Tyler William Parker

Aug 21st, 2018

Tyler William Parker


Tyler William Parker is a photographer based in Los Angeles, California. Tyler has maintained a long working relationship with contemporary artist and director/photographer Alex Prager.  Working under Alex on La Grande Sortie , Face in The Crowd , and Complusion.   His own work has appeared in People, Elle, Ralph Lauren Magazine, Stab, Alpha Sixty, Marie Claire, LA Times Magazine, C Magazine, Cosmopolitan, Seventeen, New York Times Magazine, Zink, MANN, and Nylon. His clients include Sixty Hotel Group, Kendall + Kylie, N Philanthropy, Brandier, Yahoo, Ebay, Tadashi Shoji, Context America, Paige Denim, Item Jeans, LA Eye Works, Alexandra Loew, Alex and Chloe, Theory, Meier/Ferrer, Karen London, Howe,and Burning Torch just to name a few.

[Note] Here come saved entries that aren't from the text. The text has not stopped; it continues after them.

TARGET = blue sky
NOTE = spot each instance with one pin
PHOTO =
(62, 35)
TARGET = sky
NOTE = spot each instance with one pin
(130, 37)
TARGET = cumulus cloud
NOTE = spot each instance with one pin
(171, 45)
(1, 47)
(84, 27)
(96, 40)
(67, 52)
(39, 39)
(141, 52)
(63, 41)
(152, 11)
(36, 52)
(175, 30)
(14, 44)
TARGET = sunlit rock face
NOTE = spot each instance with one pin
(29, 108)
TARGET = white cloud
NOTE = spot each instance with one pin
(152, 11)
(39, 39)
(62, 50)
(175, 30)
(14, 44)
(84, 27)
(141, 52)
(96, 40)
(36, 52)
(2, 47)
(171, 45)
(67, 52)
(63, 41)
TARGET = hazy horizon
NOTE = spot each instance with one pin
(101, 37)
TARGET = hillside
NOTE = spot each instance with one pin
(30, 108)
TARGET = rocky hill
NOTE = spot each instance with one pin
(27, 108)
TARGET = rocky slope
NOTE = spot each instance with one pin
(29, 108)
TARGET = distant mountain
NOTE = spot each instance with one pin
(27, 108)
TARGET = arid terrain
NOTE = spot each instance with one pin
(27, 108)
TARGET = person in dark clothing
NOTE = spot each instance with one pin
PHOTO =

How does social media affect you and your art?

I recently read an article about how social media has affected the way people travel and the photo opportunities they seek while on the road. I’m really glad that photography has become such a popular medium–I’m into the moment it’s having. I don’t see any social media or use of social media affecting my work in a negative way. My exposure to new work and clients has only grown since there’s such a easy, ubiquitous platform for my photographs to be shown on. The biggest difference I’ve seen is how many images clients tend to use now–that number has grown exponentially.  

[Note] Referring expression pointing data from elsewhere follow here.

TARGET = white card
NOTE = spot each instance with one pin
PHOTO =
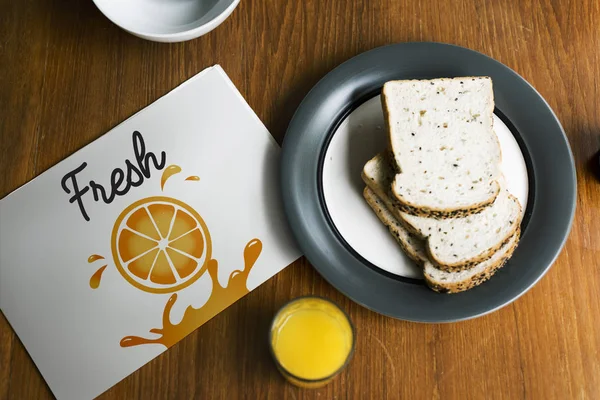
(180, 202)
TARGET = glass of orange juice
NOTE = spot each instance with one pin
(312, 341)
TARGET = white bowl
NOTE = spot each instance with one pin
(167, 20)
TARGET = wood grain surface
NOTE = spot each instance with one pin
(68, 75)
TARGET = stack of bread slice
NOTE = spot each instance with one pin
(438, 187)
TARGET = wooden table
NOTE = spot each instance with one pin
(67, 75)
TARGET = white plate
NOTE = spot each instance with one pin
(359, 137)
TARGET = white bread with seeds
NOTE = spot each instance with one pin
(437, 279)
(453, 244)
(442, 139)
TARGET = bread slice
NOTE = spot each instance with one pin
(413, 246)
(454, 282)
(438, 280)
(453, 244)
(442, 138)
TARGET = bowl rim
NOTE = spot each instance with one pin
(185, 34)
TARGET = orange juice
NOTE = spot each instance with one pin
(312, 339)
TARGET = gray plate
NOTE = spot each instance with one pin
(552, 186)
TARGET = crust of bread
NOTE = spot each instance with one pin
(377, 205)
(443, 213)
(483, 256)
(456, 287)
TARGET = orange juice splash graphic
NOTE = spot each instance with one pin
(95, 257)
(95, 279)
(220, 298)
(168, 172)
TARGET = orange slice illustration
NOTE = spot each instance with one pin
(160, 245)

What can’t you leave home without?

When I travel I always have a hard time figuring out what to bring with me. I have a dozen cameras (film and digital, medium format and 35), a drone, and a few cameras that can capture video. I typically will pare down my Nikon when I’m on the road; I’m still looking for a good pancake lens so it’s as light as possible. When I have a little extra room, I’ll bring my AE-1 with a variety of deadstock film. It’s a gamble, but they mostly come out.

What does the future hold for your work?

I’m hoping to work towards more features and editorials that are based around a journalistic approach. After shooting for brands in Los Angeles for the past 14 years, I tend to stray away from narrative. I really crave more of that in my work. Less studio and more on-location shoots would also be great. I tend to work a lot with lighting so getting a chance to move out of that space would be great.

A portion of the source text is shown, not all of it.